Altice v. Hernandez, 668 S.W.3d 399 (Tex. App.—Houston [1st Dist.] 2022, no pet. h.).

Wills

Formalities

The trial court admitted Testatrix’s will to probate which named her granddaughter as executor and sole beneficiary. Thereafter, one of Testatrix’s children claimed the will was invalid as not meeting Texas requirements, containing a forged signature of the Testatrix, or procured by undue influence. These claims were unsuccessful and the contesting child appealed.

 

The appellate court affirmed after examining the circumstances surrounding the will. The witnesses to the will were one of Testatrix’s children (father of the sole beneficiary) and the sole beneficiary’s future (after Testatrix’s death) husband. The notary testified that he notarized the self-proving affidavit’s signatures of Testatrix and one of the witnesses (Testatrix’s son), but not the second witness (future son-in-law). The witnesses testified that they signed the will in the Testatrix’s presence but not at the same time. A handwriting expert concluded that Testatrix’s signature was genuine. The opinion contains extensive additional details the execution of the will and the self-proving affidavit with somewhat conflicting testimony which shows that a normal (proper) will execution ceremony did not take place.

 

The court rejected three claims that the will was invalid based on formalities. First, the contestant claimed that a valid will requires the testator to initial each page, especially if the will itself, as this one did, indicate an intent that the testator was to initial each page. Second, the court rejected the contestant’s claim that Texas law requires the testator to sign in the witnesses’ presence. The court explained that Texas law requires the opposite, that is, that the witnesses attest in the testator’s presence and that there is no requirement that both witnesses attest at the same time. Again, it did not matter that the will itself stated that the testator signed it in the presence of both witnesses. Third, although the court did agree that the requirements for a valid self-proving affidavit were not satisfied, the court explained that the self-proving affidavit only deals with the manner of proving the will, not its validity.

 

Moral:  A formal will execution ceremony should be conducted to avoid the issues raised in this case.

 

Undue Influence

Both the trial and appellate courts agreed that the testatrix’s will was not the product of undue influence. The opinion is notable for its comprehensive listing of the elements of undue influence which, citations omitted, is set forth below:

 

We may consider ten non-exhaustive factors when determining whether undue influence exists. The first five factors concern whether the proponent exerted any influence over the testator, considering:

(1) the nature and type of relationship between the testator, contestant, and proponent;

(2) the opportunities existing for the exertion of the type of influence or deception possessed or employed;

(3) the circumstances surrounding the drafting and execution of the will;

(4) the existence of a fraudulent motive;

(5) whether there has been habitual subjection of the testator to the control of another.
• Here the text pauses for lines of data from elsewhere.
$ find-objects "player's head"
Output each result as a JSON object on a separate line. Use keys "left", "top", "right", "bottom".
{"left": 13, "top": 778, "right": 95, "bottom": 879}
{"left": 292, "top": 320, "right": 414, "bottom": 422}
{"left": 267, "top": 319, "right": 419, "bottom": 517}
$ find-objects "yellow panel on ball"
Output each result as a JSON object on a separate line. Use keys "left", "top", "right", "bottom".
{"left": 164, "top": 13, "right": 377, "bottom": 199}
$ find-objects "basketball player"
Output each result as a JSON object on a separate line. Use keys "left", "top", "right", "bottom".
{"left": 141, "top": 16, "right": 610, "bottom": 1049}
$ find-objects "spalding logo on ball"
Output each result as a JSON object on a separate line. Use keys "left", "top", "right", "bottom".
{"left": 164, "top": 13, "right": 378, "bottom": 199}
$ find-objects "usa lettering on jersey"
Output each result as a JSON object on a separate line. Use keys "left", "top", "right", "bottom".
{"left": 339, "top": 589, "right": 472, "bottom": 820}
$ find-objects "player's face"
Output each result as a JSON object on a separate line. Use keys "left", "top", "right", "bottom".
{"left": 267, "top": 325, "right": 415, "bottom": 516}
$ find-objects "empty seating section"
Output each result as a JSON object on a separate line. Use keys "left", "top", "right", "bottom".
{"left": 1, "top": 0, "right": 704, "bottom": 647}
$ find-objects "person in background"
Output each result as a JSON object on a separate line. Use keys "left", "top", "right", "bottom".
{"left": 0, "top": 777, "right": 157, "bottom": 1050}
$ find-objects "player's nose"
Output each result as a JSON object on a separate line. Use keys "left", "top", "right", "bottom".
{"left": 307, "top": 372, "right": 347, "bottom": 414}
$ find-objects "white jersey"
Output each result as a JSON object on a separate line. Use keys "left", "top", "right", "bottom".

The next four factors are used to determine whether the testator's will was subverted or overpowered by any influence exerted by the proponent, considering:

(6) the state of the testator's mind at the time he executed the will;

(7) the testator's mental or physical incapacity to resist such influence or the susceptibility of the testator's mind to the type and extent of influence exerted;

(8) the words and acts of the testator;

(9) the testator's weakness of mind and body, whether a result of age, disease, or otherwise.

Finally, the tenth factor is relevant to determining whether the will would have been executed in the absence of the influence exerted by the proponent, considering:

(10) whether the will executed is unnatural in its disposition of the testator's property.

 

After reviewing the evidence, the court concluded that the jury’s finding that undue influence did not exist (the first five factors) was not against the great weight and preponderance of the evidence.

 

Moral: A will contestant alleging undue influence needs to have actual proof that such influence was actually exerted and not just mere opportunity or a reason that exerting influence would be beneficial to a will beneficiary.